Closed ramukima closed 8 years ago
Should the event be raised only after 'the change in model is validated against the schema' ?
To be honest, I wasn't really sure what the behavior for missing leafref should be. Because it is a relational dependency, it may be valid at the time it's being set but it CAN also become invalid if the data it's pointing at changes. So I opted to compute it at the Getter side instead of the Setter side. Which basically means that it currently accepts an invalid/missing leafref while you're setting it (since it may become valid at a future time when the referencing leaf can be resolved).
What I can do is to have it trigger an error - but still accept the data? Not too sure yet on the best approach for this...
The missing leafref is reported perfectly fine as seen above. I am not sure whether an 'CU' event must be raised on such things. Every subscription will then need to parse such errors on every event raised and that too for every field in the schema, which is not so good.

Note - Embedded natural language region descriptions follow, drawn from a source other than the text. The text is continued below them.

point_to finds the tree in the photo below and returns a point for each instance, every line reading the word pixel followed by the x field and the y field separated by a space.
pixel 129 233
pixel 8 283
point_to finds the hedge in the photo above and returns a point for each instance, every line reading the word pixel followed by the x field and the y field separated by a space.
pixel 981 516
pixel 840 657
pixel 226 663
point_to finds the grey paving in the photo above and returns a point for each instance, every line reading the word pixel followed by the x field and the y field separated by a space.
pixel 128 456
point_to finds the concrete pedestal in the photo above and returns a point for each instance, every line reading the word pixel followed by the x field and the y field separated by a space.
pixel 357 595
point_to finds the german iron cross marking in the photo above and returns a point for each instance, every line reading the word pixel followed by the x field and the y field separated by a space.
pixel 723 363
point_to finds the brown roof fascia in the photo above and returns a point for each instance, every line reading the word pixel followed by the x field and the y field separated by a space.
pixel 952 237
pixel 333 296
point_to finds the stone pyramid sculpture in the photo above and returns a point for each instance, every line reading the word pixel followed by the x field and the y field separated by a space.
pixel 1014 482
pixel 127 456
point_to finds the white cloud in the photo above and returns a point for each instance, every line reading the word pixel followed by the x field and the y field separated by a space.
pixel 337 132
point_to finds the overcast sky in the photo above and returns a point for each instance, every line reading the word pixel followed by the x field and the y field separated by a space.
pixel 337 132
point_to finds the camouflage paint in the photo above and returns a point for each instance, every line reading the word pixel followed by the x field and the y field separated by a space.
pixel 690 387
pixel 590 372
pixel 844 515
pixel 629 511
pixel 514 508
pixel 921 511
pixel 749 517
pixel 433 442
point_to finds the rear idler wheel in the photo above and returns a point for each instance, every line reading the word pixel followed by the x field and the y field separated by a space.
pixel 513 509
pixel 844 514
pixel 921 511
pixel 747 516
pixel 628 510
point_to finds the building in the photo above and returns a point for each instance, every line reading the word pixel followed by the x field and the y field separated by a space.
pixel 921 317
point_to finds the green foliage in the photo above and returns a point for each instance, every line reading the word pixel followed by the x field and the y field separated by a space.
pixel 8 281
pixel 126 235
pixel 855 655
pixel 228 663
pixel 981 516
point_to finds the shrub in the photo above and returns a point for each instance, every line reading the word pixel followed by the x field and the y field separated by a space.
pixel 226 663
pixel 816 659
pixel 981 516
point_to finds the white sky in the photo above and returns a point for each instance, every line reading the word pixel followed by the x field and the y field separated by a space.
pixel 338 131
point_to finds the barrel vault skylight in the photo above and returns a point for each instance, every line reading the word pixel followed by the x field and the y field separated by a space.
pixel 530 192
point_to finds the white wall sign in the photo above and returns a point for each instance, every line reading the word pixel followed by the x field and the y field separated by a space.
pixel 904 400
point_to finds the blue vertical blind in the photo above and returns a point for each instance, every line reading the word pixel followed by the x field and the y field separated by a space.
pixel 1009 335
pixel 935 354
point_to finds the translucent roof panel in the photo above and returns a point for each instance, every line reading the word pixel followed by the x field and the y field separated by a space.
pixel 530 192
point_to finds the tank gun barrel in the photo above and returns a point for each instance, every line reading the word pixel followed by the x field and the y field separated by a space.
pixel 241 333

How does the system reject an invalid model when I do not pass any value for 'mandatory true' attributes ? Does that as well raise an event so that the model subscriber receives it?
Well, the CU events are raised because the input configuration was not rejected during Setter (despite the fact that missing leafref does make that configuration invalid). Basically we are implicitly treating it as a pseudo-valid configuration. I can also consider having it enforce during Setter so the data itself is rejected?
Except for the leafref case, all other constraint validations take effect during Setter - which means that an error will be thrown and no CUD events will be triggered.
Latest yang-js handles leafref resolution during Setter and will reject invalid value appropriately and not raise any CU events. Closing issue.